Là ensuite il dépose le souffle vital, établi dans mon rite et mon devoir. Ayant renoncé à tout attachement, il se rend en mon royaume.

Verse 97

ये मां स्मरन्ति वै भूमे पुरुषा मुक्तकिल्बिषाः ॥ तत्र कुर्वन्ति कर्माणि शुद्धाः संसारमोक्षणे ॥

Ô Terre, ceux qui se souviennent de moi sont délivrés du péché ; purifiés, ils accomplissent là des actes tournés vers la délivrance du cycle des renaissances.

Frequently Asked Questions

The chapter frames liberation-oriented practice as disciplined engagement with a sacred landscape: purification through snāna and regulated observance, coupled with detachment (sarva-saṅga-parityāga) and sustained devotion. Philosophically, it presents a graded soteriology where actions performed at specific tīrthas within Kokāmukha produce moral purification, clarity in duty, and eventual access to Varāha/Vişṇu’s realm, emphasizing that hidden (guhya) places and forms require correct knowledge and conduct rather than mere abstract speculation.

No explicit tithi, nakṣatra, lunar month, or seasonal rite is specified. Timing is instead expressed through durational observances: ekarātra (one night), ahorātra (day-and-night), trirātra (three nights), pañcarātra (five nights), and saptarātra (seven nights), often paired with upoṣita (fasting/overnight restraint) and sometimes prātaḥkāla (morning) bathing.

By staging instruction as Varāha’s response to Pṛthivī’s inquiry, the text situates Earth as a moral and pedagogical partner. It treats rivers, falls, stones, trees, and lakes as ethically charged sites where human restraint (fasting, careful bathing, non-attachment) aligns personal conduct with terrestrial sanctity. The implied ecological ethic is that the landscape is not inert property but a living sacred system; correct behavior within it yields purification and social order, while knowledge of ‘guhya’ places encourages careful, non-exploitative engagement with the environment.
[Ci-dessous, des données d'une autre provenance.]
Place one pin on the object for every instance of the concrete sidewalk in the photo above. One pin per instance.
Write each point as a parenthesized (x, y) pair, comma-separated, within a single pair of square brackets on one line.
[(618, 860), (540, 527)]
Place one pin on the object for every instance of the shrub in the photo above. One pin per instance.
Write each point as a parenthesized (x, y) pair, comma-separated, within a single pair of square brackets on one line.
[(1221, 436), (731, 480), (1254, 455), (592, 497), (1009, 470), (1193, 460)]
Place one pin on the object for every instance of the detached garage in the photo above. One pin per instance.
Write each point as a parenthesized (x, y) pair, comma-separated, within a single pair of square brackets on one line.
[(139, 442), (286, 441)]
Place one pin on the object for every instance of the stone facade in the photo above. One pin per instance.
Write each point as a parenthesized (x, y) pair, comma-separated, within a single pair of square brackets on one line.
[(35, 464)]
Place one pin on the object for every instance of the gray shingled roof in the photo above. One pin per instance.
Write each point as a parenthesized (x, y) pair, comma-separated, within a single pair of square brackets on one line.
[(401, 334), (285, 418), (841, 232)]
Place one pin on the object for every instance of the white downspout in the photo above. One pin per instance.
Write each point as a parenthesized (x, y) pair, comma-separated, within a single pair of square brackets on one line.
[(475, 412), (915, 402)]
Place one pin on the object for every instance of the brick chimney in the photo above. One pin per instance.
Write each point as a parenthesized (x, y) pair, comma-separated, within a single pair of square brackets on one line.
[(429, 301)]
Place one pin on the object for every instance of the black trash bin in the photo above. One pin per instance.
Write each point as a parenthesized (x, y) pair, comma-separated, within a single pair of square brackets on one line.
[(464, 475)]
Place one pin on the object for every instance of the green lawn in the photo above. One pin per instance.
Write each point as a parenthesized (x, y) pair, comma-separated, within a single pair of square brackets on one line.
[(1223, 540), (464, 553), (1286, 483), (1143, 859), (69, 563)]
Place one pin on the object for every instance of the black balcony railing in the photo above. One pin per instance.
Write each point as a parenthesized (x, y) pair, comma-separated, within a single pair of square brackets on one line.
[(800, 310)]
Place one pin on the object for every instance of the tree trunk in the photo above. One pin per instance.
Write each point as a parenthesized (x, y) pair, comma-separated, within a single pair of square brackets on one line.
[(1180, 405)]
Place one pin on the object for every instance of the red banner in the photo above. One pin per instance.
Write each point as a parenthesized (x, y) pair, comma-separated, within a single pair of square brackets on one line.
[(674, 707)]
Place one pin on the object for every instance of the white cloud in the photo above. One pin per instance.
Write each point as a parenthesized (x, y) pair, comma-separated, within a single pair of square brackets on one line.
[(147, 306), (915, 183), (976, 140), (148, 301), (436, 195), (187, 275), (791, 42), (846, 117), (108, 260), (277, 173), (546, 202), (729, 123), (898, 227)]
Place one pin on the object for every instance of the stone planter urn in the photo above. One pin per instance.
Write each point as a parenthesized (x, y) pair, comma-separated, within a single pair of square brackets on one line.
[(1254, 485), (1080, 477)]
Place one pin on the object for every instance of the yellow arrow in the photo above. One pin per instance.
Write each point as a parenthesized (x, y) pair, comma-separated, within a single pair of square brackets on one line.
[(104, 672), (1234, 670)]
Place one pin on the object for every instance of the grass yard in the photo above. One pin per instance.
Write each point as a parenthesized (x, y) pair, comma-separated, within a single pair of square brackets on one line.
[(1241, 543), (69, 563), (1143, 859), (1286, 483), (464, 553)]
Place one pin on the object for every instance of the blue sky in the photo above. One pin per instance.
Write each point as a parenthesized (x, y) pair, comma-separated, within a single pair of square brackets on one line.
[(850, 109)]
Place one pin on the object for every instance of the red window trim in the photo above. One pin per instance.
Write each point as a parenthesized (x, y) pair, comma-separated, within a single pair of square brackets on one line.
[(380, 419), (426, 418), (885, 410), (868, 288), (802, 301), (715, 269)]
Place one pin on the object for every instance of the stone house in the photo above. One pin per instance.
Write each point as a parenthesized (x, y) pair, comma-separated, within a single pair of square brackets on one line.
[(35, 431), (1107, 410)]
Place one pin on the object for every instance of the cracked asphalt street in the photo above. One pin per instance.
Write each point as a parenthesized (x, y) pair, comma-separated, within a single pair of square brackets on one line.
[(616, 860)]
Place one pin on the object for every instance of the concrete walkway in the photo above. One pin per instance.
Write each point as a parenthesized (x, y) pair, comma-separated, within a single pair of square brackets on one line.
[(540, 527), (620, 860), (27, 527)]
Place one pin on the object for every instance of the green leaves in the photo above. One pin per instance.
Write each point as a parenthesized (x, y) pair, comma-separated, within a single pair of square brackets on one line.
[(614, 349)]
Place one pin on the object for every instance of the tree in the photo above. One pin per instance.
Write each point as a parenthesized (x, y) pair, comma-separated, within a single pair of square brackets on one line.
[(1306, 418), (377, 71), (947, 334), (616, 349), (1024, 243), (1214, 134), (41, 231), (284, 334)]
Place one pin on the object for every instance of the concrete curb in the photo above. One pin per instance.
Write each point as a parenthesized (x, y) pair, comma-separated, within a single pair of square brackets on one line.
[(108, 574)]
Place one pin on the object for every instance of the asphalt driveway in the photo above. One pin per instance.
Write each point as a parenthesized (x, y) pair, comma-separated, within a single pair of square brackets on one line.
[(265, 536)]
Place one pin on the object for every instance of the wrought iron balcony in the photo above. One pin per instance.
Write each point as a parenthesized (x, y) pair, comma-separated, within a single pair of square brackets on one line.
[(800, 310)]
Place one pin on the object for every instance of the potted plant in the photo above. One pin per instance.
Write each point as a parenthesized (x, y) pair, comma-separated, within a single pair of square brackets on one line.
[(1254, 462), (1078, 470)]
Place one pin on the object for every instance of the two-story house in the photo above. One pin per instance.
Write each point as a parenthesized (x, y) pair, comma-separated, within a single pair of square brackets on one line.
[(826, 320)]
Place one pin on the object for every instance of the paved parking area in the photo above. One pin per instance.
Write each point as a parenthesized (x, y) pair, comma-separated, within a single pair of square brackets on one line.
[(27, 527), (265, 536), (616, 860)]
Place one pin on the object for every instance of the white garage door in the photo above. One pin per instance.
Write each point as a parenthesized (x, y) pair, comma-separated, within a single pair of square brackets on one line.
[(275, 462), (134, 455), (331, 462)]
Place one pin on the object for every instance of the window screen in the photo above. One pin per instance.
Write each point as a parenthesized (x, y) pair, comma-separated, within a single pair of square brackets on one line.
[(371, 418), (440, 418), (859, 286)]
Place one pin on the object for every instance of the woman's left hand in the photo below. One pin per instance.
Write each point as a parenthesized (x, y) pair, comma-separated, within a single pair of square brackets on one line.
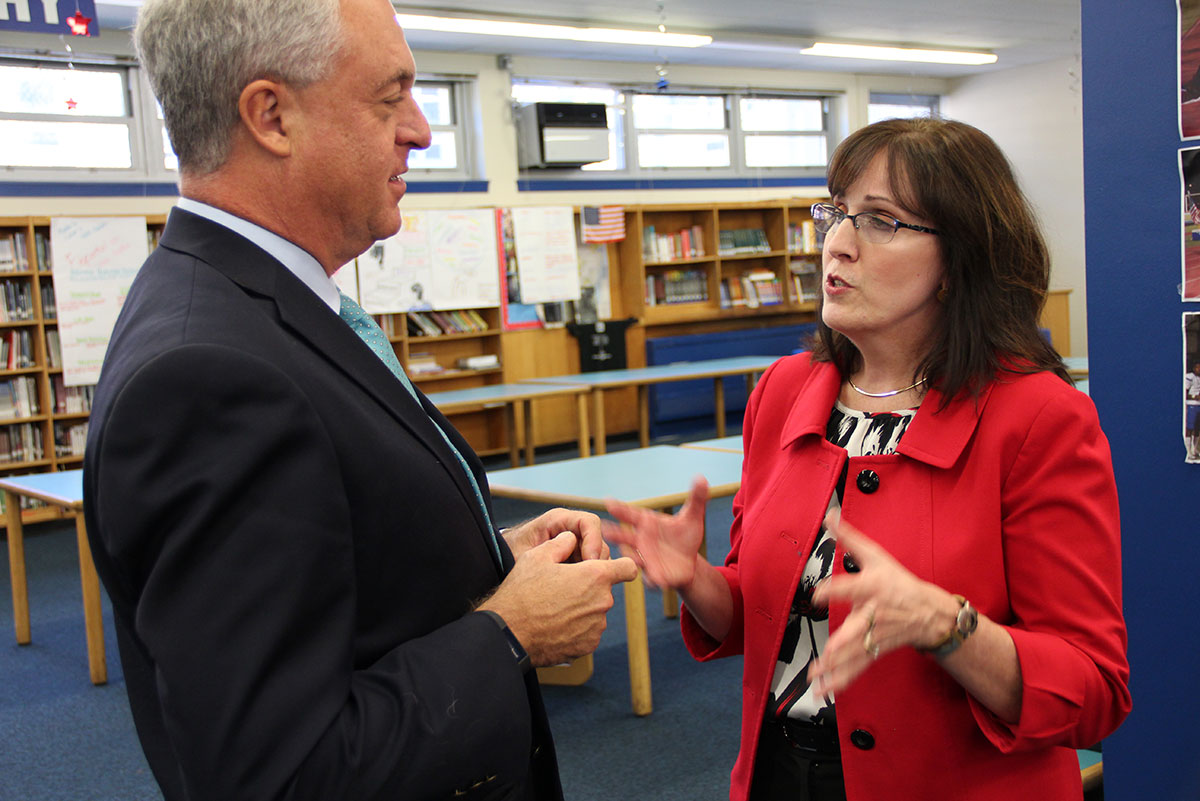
[(891, 608)]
The chapter’s narrative is primarily the Varāha–Pṛthivī dialogue and does not foreground dynastic genealogies or named sages. It mentions broad social categories and cosmological populations (e.g., manuṣya, deva, siddha; also varṇa references such as vaiśya and śūdra in outcomes of practice), and it includes a brief reference to a ‘mleccha-rāja’ in connection with Lohārgala, but no detailed lineage lists or royal chronologies are provided.